DS-bound cells expressing nonmutated (NM)- or p.C492Y-ADGRE2 were lysed after vibration (+Vb) for 5 min at 750 rpm. (a, b) Phosphorylation of AKT (a), ERK1/2, SAPK/JNK and p38 (b). (c, d) Effects of inhibition of PKC, PI3K, and MEK1/2 on AKT (c) and ERK1/2 (d) phosphorylation. Inhibitors were added 20 min before vibration. The histograms in a–d show the quantification of band intensities (normalized by total AKT/ERK1/2 protein or β-actin) from n≥3 experiments and expressed as fold change compared to non-vibrated, NM-ADGRE2- expressing cells. Data are mean±SEM. * p<0.05; *** p≤0.0001.

Figure 4.. PLC activation and calcium mobilization are critical for PI3K and ERK1/2 activation independently of βγ, α_q/11/14 and α_i/o G-protein subunits.

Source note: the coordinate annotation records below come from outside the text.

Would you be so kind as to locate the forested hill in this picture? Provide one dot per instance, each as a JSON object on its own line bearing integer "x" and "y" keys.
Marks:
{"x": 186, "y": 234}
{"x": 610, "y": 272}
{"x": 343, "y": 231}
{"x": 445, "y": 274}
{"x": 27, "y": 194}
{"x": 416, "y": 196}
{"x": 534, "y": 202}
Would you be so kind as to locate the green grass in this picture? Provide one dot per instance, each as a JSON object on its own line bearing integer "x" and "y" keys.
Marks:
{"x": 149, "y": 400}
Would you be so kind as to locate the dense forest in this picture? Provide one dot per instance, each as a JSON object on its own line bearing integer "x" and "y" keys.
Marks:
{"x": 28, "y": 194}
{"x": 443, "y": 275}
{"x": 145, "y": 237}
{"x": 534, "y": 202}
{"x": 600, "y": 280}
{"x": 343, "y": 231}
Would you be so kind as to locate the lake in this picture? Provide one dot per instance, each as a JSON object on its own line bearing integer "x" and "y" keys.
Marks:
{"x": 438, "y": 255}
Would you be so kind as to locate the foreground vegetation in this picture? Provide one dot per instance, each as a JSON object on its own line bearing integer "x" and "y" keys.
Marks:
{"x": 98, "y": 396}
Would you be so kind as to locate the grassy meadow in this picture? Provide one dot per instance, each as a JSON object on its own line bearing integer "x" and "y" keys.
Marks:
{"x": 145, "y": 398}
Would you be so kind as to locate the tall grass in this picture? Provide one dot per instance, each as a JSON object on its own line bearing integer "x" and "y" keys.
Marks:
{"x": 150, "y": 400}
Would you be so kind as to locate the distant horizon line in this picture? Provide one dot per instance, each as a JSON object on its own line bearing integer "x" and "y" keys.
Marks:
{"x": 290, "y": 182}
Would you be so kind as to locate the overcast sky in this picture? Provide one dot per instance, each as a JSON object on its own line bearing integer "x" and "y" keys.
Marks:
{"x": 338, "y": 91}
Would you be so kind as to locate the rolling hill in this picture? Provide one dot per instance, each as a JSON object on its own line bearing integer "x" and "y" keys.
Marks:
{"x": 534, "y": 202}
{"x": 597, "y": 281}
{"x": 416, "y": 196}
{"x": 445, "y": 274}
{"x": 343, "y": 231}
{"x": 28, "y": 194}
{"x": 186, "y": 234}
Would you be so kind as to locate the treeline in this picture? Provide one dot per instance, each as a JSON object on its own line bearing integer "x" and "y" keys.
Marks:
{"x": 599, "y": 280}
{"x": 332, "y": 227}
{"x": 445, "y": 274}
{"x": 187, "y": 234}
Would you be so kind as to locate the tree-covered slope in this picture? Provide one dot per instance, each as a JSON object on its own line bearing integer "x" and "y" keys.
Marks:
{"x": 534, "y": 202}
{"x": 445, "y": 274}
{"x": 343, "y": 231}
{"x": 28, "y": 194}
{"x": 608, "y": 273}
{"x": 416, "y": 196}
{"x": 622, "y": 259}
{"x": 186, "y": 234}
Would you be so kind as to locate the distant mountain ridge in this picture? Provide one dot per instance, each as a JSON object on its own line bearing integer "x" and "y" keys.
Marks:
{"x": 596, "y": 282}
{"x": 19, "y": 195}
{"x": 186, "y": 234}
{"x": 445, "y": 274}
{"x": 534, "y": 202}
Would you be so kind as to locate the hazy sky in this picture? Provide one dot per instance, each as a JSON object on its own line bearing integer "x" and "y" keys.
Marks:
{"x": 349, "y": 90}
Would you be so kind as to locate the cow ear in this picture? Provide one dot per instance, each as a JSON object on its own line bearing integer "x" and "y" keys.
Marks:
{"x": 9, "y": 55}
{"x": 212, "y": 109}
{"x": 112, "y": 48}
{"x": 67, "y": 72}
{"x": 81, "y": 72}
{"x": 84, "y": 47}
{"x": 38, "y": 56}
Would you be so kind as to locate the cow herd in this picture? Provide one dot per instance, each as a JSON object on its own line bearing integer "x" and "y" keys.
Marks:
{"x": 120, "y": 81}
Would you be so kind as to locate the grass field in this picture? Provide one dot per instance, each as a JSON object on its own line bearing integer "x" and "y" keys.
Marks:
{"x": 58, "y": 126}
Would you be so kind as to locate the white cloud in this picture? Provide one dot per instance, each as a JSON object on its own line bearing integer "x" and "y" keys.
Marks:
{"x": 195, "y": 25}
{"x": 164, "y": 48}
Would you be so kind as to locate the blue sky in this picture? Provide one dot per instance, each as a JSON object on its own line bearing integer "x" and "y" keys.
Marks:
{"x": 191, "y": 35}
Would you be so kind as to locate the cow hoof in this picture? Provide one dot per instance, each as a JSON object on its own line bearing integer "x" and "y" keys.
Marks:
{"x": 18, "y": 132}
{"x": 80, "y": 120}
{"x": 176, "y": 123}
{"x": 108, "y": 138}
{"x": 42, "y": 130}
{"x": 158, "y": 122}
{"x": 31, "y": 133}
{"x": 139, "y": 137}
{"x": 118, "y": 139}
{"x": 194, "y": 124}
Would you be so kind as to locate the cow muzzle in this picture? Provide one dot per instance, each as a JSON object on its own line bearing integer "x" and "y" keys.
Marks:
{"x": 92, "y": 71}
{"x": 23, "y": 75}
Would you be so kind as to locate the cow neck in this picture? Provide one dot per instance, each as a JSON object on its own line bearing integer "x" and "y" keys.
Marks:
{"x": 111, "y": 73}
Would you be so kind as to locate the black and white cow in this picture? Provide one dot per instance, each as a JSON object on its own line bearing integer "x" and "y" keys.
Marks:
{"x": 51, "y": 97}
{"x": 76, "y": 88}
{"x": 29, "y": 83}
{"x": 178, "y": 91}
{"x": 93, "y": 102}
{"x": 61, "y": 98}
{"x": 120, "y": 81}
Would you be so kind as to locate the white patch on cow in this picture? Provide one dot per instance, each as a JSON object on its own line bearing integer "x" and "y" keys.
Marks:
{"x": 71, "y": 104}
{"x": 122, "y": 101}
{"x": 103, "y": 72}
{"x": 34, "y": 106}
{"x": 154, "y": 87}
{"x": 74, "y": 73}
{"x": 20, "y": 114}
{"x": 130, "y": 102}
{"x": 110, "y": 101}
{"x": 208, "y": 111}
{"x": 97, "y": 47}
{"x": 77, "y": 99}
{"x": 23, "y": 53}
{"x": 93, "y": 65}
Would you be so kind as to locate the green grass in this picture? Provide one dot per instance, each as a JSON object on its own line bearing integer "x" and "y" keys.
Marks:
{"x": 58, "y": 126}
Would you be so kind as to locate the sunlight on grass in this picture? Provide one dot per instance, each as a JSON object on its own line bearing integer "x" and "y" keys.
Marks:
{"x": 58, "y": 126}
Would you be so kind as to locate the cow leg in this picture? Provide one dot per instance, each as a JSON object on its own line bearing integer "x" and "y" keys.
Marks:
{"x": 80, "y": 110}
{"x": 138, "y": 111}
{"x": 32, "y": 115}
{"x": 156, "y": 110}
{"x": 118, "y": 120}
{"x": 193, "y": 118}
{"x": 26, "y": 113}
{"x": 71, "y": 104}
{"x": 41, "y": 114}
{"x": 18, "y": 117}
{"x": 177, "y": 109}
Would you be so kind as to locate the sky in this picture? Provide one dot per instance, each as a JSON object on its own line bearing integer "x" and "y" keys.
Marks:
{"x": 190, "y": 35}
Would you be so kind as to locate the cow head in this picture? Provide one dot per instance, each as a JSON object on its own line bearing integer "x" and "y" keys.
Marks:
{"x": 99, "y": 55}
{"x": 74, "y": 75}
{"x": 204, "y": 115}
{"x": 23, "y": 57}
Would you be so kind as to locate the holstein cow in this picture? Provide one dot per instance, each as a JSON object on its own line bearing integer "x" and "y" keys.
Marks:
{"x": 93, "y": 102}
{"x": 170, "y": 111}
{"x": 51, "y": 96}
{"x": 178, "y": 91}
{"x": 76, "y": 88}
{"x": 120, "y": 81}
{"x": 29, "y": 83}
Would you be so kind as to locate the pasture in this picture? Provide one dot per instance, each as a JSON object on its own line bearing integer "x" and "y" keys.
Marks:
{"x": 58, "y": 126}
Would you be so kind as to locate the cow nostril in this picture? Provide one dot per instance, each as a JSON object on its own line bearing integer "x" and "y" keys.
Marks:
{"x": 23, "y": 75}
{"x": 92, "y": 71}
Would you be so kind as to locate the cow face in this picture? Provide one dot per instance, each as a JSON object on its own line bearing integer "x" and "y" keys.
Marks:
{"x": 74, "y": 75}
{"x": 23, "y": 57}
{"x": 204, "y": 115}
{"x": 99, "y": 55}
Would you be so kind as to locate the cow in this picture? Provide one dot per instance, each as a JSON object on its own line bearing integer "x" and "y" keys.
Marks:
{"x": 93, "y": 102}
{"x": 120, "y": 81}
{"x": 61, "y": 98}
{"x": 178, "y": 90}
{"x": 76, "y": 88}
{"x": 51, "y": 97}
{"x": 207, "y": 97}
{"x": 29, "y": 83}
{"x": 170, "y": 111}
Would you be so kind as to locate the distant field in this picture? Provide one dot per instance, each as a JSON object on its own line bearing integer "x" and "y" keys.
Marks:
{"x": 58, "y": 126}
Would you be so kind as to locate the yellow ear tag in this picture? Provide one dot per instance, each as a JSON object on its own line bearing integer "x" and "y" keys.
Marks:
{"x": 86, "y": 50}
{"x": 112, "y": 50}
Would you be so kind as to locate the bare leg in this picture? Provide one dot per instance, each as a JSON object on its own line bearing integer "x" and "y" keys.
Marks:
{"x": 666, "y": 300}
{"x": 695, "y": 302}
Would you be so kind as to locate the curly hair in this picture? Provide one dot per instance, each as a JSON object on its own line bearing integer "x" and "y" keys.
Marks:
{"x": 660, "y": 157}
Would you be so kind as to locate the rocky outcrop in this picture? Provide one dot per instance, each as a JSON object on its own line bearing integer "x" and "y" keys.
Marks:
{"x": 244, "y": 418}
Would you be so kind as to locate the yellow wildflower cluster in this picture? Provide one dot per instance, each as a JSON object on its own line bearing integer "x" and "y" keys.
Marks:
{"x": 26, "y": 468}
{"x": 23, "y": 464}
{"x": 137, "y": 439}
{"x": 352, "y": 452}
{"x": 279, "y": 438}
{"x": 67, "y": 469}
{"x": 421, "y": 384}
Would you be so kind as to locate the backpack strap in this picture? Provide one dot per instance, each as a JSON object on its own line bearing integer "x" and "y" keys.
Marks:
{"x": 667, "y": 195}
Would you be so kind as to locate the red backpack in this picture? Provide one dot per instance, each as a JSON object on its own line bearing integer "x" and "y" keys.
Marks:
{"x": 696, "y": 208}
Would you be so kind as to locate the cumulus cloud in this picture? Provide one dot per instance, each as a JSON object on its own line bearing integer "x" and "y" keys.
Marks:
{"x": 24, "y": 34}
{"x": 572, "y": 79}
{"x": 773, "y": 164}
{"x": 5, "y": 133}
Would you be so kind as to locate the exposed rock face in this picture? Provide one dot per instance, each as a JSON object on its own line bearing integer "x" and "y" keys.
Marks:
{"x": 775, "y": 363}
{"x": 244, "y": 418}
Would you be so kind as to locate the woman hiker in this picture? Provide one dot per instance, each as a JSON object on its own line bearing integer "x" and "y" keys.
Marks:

Effects of inhibitors for PLC, IP3 and SOCE channels (a and b), or inhibitors of G-protein subunits βγ, α_i/o and α_q/11 (c and d), as indicated, on vibration-induced AKT (a, c) and ERK1/2 phosphorylation (b, d). DS-attached LAD2 cells expressing nonmutated (NM)-ADGRE2 or p.C492Y-ADGRE2 were treated with inhibitors for 20 min and vibrated 5 min at 750 rpm. Histograms represent band intensities (normalized by total AKT/ERK1/2 protein or β-actin) from n≥3 experiments and calculated as fold change compared to non-vibrated, NM-ADGRE2 expressing cells. Data are mean±SEM. * p<0.05; ** p<0.01; *** p<0.001.

Figure 5.. PLC/calcium and PKC axis and PTX-sensitive pathways are critical for vibration-induced degranulation, while MEK/ERK1/2 is dispensable.

LAD2 cells expressing NM-ADGRE2 or p.C492Y-ADGRE2 plated on DS-coated dishes were treated with the indicated inhibitors for 20 min before vibration. (a) Representative confocal images of anti-CD63-APC on the membrane after vibration for 5 min. Scale bar=20 μm. (b) Quantification of degranulation from data shown in a. Fluorescent intensity of anti-CD63-APC in individual cells (n> 264 cells) was determined, and expressed as % decrement (Δ) of the maximal response (i.e. fluorescent intensity of cells expressing p.C492Y-ADGRE2), being the minimal response fluorescent intensity of anti-CD63-APC in cells with NM-ADGRE2. (c) β-hexosaminidase release after 20 min vibration. Data are mean±SEM, n≥12 *p<0.05; **p<0.005; ***p<0.001; ****p<0.0001.

Figure 6.. Vibration-induced PGD₂ release is dependent on PLC/calcium, PKC and MEK/ERK1/2; and vortex challenge in patients with VU increases serum PGD₂.

(a, b) PGD₂ release induced by vibration in mast cells expressing NM or p.C492Y-ADGRE2 in the presence or absence of the indicated inhibitors. Supernatants of vibrated (750 rpm) and non-vibrated samples after 10 min. Data are mean±SEM; n≥9. *p<0.05; **p<0.005;****p<0.0001. (c) PGD₂ in the serum of 2 patients with VU and 2 control subjects after a vibratory challenge. (d) Representation of the proposed signaling pathways involved in mechanical activation of mast cells. Doted lines are potential ways of crosstalk based on our data or the literature (Cullen and Lockyer, 2002, Danciu et al., 2003, Mendoza et al., 2011, Yano et al., 1998).